Even when my father talked with less confidence of the mill, he was sure to build a new water-wheel, for the old one had turned over and over so many times that there was scarce a sound place no matter where it turned. But this, too, I slowly found would never be; yet after a while I grew to encouraging him in his illusions of what he would sometime do, and even in his wilder and fonder illusions of what I would sometime do. Gradually I knew that he stooped more and rested oftener, and that his face was whiter; and I forgot his age, and never under any circumstances would let anyone tell me how old he was.
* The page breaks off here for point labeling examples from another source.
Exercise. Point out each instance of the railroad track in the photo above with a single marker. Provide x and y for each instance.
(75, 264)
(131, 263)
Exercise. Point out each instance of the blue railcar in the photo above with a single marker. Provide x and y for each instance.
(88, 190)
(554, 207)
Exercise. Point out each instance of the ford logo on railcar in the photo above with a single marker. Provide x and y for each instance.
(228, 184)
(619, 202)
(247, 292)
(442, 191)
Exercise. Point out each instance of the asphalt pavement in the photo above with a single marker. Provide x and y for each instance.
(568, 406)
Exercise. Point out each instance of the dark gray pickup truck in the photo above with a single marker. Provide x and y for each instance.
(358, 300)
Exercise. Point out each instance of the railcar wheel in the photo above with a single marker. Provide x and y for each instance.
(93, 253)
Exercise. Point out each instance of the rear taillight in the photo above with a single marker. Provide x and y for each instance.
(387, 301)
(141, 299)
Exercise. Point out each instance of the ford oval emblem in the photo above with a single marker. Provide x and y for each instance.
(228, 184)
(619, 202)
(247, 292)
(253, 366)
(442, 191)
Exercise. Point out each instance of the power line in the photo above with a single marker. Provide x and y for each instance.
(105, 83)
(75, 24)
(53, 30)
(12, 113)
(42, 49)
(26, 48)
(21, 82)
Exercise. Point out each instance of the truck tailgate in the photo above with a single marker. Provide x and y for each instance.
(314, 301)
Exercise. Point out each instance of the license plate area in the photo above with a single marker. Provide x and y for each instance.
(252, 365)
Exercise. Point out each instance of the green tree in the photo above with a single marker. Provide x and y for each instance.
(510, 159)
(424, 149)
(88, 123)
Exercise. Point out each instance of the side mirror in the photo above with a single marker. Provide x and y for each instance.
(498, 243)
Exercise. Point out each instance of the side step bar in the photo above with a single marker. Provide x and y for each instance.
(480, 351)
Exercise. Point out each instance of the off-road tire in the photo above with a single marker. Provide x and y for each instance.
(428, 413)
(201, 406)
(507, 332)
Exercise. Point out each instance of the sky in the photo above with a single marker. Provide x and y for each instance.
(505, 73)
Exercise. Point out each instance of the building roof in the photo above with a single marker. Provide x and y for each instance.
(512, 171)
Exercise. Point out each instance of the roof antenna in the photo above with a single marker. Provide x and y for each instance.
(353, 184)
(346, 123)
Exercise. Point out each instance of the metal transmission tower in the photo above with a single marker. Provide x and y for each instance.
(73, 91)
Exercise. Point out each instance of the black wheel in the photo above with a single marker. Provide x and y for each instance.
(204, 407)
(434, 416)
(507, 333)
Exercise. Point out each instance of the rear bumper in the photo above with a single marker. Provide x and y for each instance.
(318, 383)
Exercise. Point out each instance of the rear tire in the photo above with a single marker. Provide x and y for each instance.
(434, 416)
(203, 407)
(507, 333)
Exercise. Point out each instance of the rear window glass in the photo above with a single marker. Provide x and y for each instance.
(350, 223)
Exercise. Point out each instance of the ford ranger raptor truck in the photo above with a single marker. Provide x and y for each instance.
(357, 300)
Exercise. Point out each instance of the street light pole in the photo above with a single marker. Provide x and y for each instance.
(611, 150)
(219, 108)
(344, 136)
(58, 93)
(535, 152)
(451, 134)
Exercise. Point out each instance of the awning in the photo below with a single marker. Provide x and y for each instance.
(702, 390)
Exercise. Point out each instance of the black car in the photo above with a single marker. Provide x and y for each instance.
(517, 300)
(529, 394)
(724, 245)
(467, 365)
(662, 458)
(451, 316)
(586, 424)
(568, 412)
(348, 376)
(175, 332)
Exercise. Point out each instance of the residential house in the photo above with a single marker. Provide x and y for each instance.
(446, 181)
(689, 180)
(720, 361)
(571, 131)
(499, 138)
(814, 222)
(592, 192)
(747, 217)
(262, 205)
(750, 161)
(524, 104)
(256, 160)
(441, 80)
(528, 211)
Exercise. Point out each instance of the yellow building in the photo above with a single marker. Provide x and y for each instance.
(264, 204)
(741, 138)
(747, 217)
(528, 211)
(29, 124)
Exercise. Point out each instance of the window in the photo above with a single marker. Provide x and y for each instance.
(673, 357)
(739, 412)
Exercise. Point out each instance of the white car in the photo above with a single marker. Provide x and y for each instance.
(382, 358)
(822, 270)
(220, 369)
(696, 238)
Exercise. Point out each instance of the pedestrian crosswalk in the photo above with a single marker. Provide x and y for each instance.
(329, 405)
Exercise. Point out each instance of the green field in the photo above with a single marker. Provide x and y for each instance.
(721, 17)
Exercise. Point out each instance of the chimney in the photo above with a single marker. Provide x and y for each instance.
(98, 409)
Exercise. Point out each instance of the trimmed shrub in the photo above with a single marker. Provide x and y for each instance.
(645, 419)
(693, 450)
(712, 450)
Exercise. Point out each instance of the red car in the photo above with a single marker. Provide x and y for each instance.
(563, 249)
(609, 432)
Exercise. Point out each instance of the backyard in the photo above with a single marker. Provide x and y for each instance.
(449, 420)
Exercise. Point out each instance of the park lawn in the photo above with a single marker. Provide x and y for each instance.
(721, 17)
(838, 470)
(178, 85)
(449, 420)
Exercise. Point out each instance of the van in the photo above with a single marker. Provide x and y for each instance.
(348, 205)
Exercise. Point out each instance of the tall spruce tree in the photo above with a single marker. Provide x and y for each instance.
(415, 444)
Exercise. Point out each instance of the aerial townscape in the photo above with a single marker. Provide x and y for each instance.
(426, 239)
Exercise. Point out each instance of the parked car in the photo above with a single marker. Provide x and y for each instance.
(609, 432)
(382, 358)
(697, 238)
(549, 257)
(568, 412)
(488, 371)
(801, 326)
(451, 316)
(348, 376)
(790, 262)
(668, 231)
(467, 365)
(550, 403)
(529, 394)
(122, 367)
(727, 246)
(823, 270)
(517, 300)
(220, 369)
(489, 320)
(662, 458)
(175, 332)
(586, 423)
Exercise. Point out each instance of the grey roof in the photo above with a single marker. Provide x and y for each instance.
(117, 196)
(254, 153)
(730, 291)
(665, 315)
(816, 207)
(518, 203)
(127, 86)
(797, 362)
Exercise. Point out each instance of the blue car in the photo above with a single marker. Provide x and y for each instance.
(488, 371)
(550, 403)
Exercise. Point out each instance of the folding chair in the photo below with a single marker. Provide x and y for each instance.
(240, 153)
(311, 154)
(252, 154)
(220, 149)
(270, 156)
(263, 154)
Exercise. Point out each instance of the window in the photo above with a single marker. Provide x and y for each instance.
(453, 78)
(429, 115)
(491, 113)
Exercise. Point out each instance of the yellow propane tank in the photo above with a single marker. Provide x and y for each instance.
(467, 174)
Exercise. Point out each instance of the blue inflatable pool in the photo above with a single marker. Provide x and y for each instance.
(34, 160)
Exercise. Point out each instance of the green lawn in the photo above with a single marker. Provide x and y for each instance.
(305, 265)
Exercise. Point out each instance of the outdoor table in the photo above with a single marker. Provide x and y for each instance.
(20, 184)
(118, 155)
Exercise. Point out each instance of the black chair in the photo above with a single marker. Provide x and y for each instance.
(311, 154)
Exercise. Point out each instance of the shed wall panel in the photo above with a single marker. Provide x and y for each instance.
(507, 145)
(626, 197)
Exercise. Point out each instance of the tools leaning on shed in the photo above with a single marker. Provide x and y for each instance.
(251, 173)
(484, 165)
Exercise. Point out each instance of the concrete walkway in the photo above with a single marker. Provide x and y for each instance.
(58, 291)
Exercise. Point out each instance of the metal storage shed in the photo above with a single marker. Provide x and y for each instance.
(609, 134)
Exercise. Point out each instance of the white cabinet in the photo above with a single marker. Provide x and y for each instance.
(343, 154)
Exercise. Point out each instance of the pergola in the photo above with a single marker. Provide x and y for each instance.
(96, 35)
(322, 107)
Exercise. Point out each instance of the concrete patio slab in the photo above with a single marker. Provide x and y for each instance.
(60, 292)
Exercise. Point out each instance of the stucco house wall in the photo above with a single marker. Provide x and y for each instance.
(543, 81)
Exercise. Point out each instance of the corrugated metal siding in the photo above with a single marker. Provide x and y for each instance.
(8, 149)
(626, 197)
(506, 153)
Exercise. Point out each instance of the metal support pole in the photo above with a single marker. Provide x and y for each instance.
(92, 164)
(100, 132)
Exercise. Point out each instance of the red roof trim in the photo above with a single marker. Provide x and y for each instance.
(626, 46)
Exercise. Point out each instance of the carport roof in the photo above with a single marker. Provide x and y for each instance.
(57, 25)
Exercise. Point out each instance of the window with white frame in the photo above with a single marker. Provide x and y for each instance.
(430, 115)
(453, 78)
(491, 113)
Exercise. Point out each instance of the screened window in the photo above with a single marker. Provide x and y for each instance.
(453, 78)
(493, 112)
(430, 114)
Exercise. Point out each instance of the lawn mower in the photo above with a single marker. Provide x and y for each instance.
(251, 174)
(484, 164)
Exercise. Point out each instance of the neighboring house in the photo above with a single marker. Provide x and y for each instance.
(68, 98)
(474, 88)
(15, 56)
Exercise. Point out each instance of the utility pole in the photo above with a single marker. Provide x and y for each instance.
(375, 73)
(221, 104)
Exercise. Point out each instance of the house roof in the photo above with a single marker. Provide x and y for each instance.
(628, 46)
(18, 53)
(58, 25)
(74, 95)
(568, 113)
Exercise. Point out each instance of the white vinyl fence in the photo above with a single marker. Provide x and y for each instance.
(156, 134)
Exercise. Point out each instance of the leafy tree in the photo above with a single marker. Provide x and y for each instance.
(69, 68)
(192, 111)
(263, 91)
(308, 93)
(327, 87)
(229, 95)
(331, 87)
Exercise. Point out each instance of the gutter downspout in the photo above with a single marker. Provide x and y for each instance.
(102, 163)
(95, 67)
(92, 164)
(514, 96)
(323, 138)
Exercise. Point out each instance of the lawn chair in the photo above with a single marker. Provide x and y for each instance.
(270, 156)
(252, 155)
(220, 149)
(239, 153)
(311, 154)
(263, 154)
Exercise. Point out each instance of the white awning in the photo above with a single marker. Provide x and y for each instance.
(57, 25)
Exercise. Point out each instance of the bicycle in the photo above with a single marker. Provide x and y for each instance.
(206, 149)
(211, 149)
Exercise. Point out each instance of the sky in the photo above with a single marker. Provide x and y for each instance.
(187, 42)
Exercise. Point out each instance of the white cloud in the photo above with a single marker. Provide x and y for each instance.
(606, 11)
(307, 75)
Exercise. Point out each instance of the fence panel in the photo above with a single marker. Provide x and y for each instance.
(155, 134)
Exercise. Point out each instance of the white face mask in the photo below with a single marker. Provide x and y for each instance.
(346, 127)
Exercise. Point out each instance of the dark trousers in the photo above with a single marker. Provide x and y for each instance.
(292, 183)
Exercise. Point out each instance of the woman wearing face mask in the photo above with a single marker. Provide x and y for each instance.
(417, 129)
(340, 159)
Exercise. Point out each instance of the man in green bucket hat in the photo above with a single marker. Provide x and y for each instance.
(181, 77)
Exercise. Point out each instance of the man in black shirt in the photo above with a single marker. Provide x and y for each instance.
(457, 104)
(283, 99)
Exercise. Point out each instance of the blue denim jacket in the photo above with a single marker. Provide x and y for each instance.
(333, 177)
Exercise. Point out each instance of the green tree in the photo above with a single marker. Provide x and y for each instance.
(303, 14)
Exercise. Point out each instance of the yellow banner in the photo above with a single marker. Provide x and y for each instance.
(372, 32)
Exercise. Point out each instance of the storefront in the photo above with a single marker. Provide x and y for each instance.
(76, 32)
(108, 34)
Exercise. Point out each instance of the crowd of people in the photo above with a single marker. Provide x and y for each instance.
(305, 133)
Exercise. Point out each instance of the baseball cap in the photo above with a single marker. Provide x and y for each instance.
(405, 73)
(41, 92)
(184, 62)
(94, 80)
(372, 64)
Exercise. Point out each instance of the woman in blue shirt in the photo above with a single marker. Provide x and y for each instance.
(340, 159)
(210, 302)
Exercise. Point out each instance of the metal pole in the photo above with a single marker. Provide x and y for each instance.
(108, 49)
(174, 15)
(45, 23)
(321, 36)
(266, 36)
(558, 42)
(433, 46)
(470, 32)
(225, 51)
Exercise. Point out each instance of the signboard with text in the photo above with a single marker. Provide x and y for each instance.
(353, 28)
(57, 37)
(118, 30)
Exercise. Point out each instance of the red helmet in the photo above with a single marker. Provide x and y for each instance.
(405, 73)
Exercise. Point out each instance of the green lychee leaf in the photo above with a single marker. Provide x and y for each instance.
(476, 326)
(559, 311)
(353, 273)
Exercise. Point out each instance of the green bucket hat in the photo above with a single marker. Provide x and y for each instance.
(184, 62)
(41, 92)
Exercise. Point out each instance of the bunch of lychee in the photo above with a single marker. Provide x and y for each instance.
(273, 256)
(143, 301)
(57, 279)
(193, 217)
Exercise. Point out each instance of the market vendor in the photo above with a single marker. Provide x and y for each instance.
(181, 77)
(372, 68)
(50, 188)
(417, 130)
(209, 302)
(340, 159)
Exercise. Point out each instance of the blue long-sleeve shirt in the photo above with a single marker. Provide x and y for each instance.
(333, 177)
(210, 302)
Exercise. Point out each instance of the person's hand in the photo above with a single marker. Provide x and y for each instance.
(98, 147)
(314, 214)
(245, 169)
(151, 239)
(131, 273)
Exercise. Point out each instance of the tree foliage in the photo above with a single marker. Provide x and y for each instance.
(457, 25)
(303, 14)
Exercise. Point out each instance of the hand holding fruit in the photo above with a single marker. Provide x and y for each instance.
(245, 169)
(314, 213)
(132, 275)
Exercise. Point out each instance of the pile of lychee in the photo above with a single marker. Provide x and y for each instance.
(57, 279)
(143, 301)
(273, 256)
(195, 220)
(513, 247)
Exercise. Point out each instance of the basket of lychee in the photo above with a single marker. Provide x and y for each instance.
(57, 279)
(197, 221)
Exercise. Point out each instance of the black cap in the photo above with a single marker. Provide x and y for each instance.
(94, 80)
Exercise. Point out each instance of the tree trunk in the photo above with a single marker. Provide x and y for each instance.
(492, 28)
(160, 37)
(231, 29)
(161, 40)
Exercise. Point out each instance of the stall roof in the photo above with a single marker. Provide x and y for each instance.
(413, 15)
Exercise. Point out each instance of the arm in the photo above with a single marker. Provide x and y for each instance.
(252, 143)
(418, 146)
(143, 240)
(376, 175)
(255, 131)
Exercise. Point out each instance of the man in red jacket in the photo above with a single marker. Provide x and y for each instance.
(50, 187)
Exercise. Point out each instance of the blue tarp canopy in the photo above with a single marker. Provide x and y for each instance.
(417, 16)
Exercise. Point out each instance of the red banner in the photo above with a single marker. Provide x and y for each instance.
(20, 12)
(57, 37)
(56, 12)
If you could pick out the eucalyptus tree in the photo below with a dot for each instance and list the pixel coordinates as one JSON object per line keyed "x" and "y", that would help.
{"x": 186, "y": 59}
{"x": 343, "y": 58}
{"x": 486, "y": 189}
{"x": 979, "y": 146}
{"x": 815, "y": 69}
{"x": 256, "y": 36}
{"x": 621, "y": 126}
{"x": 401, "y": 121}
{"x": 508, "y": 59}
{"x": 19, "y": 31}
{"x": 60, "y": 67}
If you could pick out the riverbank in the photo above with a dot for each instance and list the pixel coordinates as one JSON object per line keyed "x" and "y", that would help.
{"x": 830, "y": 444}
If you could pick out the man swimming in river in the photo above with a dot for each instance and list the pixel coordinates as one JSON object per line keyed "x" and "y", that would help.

As I myself grew older, I came to have a stricter feeling of right and wrong,—to see clearly the sharp lines that separate the good and the bad, to grow hard and unforgiving and more intolerant of sin. But this, like the measles, whooping-cough, and other childish complaints, I luckily lived through. It is one of the errors of childhood to believe in sin, to see clearly the division between the good and the bad; and, strangely enough, teachers and parents encourage this illusion of the young. It is only as we grow into maturer years that we learn that there are no hard-and-fast laws of life, no straight clear lines between right and wrong. It is only our mistakes and failures and trials and sins that teach how really alike are all human souls, and how strong is the fate that overrides all earthly schemes. It is only life that makes us know that pity and charity and love are the chief virtues, and cruelty and hardness and selfishness the greatest sins.
As I grew older, one characteristic of my childhood clung about me still. My plans never came out as I expected, and none of the visions of my brain grew into the perfect thing of which I hoped and dreamed. I never seemed able to finish any work that I began; some more alluring prospect ever beckoned me toward achievements grander than my brain had conceived before. The work was contrived, the plan was formed, the material prepared,—but the structure was only just begun.
And so this poor book but illustrates my life. Long I had hoped to write my tale, much I had planned to tell my story; and here, after all my hopes and plans, I have gone off in quite another way, babbling of the schemes of my boyhood days, the thoughts and desires, the hopes and feelings, of a little child. So long and so fondly have I lingered in this fairy-land that now it is too late, and I must close the book before my story really has begun.